The performance below includes the returns from our proprietary asset allocation model. In addition to providing stock investment recommendations, we also provide Premium Access subscribers with a full asset allocation model. Thus, the chart below is a more accurate picture of the total return you would have achieved had you followed the VIIR model portfolio investment recommendations.
A recent article about the underpeformance of Prashant Jain’s HDFC Top 200 fund, India’s largest fund, emphasizes that even market veterans are having trouble navigating the current market environment. I’m highlighting the article to not only emphasize the remarkable performance of the VIIR portfolio but also reflect on the importance of having a long-term time perspective when investing.
Prashant Jain has produced an enviable track record of beating the market year-in and year-out. Despite his track record of beating the market by a wide margin and making his investors wealthy, he’s getting criticized in the press for underperforming in 2013. Fortunately, Mr. Jain remains unfazed by the criticism and is sticking with his investment process. A lesser investment manager would’ve succumbed to the criticism and started chasing stocks in order to make up the performance gap.

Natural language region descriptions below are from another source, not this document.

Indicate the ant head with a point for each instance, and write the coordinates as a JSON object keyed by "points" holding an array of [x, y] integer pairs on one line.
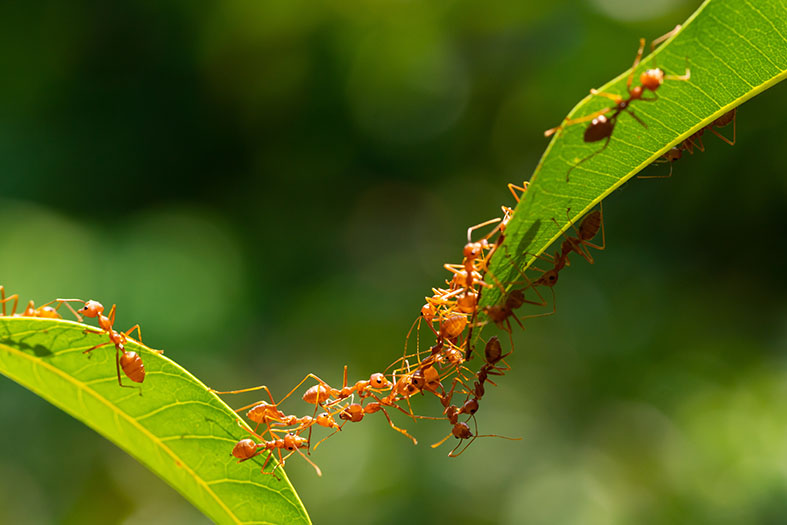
{"points": [[652, 79], [244, 449], [428, 311], [325, 420], [470, 406], [467, 301], [292, 442], [127, 358], [379, 381], [472, 250], [417, 380], [48, 312], [599, 129], [91, 309], [451, 411], [462, 431], [493, 351]]}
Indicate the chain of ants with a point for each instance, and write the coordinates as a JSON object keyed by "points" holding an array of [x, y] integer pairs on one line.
{"points": [[450, 314]]}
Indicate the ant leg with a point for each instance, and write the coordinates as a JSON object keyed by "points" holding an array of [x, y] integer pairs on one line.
{"points": [[252, 389], [485, 223], [664, 37], [316, 468], [390, 421], [4, 300], [68, 305], [139, 332], [97, 346], [603, 232], [68, 302], [614, 98], [111, 315], [722, 137], [571, 122], [636, 63]]}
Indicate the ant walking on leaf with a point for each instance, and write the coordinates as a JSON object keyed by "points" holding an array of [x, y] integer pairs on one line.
{"points": [[601, 126], [695, 141]]}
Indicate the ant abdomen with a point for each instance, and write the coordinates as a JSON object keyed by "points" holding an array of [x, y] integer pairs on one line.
{"points": [[132, 366]]}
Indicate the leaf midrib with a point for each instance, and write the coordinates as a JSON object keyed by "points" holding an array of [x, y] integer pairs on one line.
{"points": [[82, 387]]}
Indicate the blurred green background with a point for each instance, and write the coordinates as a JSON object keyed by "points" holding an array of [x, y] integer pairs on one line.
{"points": [[270, 189]]}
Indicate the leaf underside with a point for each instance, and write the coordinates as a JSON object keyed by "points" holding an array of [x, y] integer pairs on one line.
{"points": [[735, 49], [176, 427]]}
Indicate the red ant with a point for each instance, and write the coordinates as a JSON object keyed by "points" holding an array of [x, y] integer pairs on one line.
{"points": [[601, 126], [43, 311], [246, 449], [460, 429], [695, 140], [129, 361]]}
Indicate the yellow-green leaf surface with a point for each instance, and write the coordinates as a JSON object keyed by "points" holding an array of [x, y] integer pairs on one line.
{"points": [[734, 49], [176, 427]]}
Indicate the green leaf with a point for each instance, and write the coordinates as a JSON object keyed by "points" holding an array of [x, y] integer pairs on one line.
{"points": [[735, 49], [176, 427]]}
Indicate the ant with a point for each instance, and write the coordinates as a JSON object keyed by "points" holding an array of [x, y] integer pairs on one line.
{"points": [[601, 126], [268, 414], [129, 361], [246, 449], [460, 429], [695, 140]]}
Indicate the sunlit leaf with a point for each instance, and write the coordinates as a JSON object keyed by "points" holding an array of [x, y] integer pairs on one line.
{"points": [[734, 49], [173, 424]]}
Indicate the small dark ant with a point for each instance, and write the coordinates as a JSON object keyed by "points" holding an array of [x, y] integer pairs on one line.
{"points": [[601, 126]]}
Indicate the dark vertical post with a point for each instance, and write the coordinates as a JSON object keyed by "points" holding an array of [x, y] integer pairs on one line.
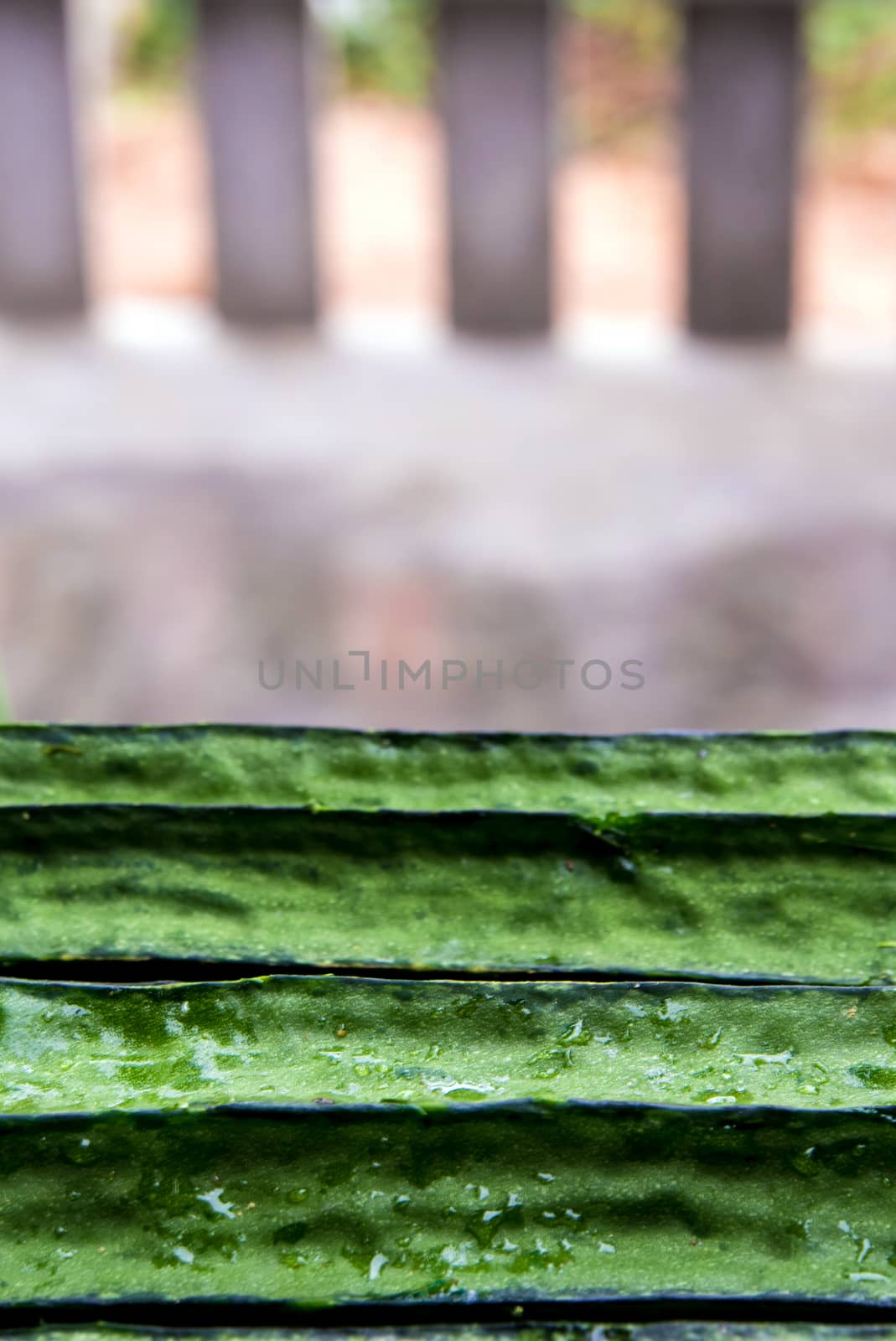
{"points": [[40, 243], [743, 65], [495, 69], [254, 78]]}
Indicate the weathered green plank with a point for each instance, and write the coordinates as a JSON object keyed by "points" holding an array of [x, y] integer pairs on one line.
{"points": [[493, 1202], [67, 1048], [482, 1332], [789, 774], [707, 896]]}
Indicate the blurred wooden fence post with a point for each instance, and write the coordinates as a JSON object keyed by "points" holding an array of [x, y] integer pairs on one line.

The following quote from David Herro, a US fund manager, emphasizes how taking a long-term time perspective creates investment opportunities:
I would assert the biggest reason quality companies sell at discounts to intrinsic value is time horizon. Without short-term visibility, most investors don’t have the conviction or courage to hold a stock that’s facing some sort of challenge, either internally or externally generated. It seems kind of ridiculous, but what most people in the market miss is that intrinsic value is the sum of all future cash flows discounted back to present. It’s not just the next six months’ earnings or the next year’s earnings. To truly invest for the long-term, you have to be able to withstand underperformance in the short-term, and the fact of the matter is that most people can’t
When I identify a stock for the VIIR portfolio, I’m looking for high quality businesses that will generate significant free cash flow. Equity returns in the long run are driven by cash flow generation, not earnings. By taking a long-term time perspective the VIIR portfolio continues to outperform in the short-term. It’s paradoxical in a way. Those investors who are always focused on beating the market in the short-run always end up underperforming because they are always chasing stock performance. You want to be ahead of the pack not chasing it. If you just switch your investing mindset from a short-term to a long-term focus, you’ll be well on your way to start outperforming the market.